Nithari village and Noida Sector 31 are two very different sides of the same coin. The former is largely a network of bylanes with crowded shops, loud neighbours, the trademark cramped space of C towns and children out on the streets everywhere. The latter is quiet a dusty neighbourhood with fancy buildings with resident welfare associations and big cars. Signs such as tethered cattle, an iron scrapyard, a government school with a dirt field and the visible presence of a labour force from the adjoining village makes Nithari seep into Noida.

I meet Nithari's pradhan, the head of the village panchayat, Vimlesh Sharma, just before she cast her vote (on Thursday). I ask her what the main issues in the polls are for the people of Nithari. "Number one is primary education. We don't have enough government schools in this area. Number two is the matter of compensation for all the locals who were displaced that's been pending since 1976." She has a sudden change of heart. "No.
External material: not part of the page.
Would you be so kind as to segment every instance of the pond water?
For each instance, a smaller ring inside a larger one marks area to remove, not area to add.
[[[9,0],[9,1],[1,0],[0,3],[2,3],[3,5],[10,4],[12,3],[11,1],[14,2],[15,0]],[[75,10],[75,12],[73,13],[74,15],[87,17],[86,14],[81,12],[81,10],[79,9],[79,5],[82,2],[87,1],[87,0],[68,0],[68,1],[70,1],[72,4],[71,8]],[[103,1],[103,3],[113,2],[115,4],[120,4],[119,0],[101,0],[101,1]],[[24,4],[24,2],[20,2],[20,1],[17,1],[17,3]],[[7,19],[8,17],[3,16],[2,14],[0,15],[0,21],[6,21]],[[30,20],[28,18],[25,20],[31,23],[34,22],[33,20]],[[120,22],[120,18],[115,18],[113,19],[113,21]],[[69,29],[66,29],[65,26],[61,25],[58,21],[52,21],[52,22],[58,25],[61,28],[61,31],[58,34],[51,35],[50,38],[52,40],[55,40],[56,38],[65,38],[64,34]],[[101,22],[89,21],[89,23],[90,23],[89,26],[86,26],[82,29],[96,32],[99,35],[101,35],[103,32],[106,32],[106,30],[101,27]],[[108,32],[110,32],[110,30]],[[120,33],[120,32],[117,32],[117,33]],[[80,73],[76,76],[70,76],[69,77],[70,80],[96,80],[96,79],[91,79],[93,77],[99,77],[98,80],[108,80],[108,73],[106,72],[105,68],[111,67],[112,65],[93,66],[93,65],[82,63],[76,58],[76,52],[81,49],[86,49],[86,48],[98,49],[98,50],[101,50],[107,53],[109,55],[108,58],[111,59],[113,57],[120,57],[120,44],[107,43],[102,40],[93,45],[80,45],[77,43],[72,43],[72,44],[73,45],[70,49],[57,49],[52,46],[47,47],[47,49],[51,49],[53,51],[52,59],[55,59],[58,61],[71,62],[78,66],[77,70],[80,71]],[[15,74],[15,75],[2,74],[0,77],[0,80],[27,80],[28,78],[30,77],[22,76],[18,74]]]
That is the number 1 issue, compensation. No. 2 is education. And, of course, general development."

I ask her whether law and order is a priority. "We have no problems here. In fact, people here are very helpful and friendly to one another." When I tell her about the incident that had happened just a few minutes outside the school, she is vague. "It was probably something small (Shayed kuchh choti baat hogi)." I give her the benefit of doubt that she may not have yet heard what had happened outside. But on the same day that Mulayam Singh Yadav in Moradabad tut-tutted, "Should rape cases be punished with hanging? They are boys, they make mistakes," I'm unsure of what to make of Sharma's reply.

Inside Nithari, near Mandir Market, I meet Brajmohan Sharma, a shopowner, who tells me how he's voted for the Congress throughout. He's clearly an anomaly and admits as much when he says it's a straight two-way fight in Gautam Budh Nagar (Noida) between 'kamal' (lotus, the BJP symbol) and 'haathi' (elephant, the BSP symbol). With the Congress not having any candidate after the defection of the nominated Ramesh Chand Tomar defecting to the BJP, he's voted "the cycle," referring to the Samajwadi Party symbol. "Kya karey? Majburi hain (What to do? I had no choice)."

Nithari has some 12,000 voters and the turnout in the 2012 assembly elections was about 70%. This time, the prediction is of at least 60%. Children of various ages, shapes and sizes seem to be making themselves visible. One kid on a small cycle asks another, "Who did you vote for?" "Congress," replies the pretend-voter. "What? I'll break your head!" the boy says, laughing deliriously. On being asked which party he voted for, he cycles away shouting "AAP! AAP! Aam Aadmi Party!" even as a younger boy in blue-rimmed glasses sitting on a staircase buries himself deeper into the exercise book he's writing in.

And yet, less than a five-minute walk away from here, it's Noida Sector 31 again. It's election day and I spot a Chevrolet and an Audi parked outside the Government Industrial Training Institute where Noida voters from a very different demographic have come.

As these Gautam Budh Nagariks come out of this voting centre, a bit of Nithari has infiltrated here in the form of a bedraggled girl who asks them for money. She tells me her name is Suparna and she has no idea what her age is. With the nearly completed Super Specialty Child Hospital and Post-Graduation Institute behind us, I reckon she'd be around seven, born around the time when we all heard of a place called Nithari for the first time.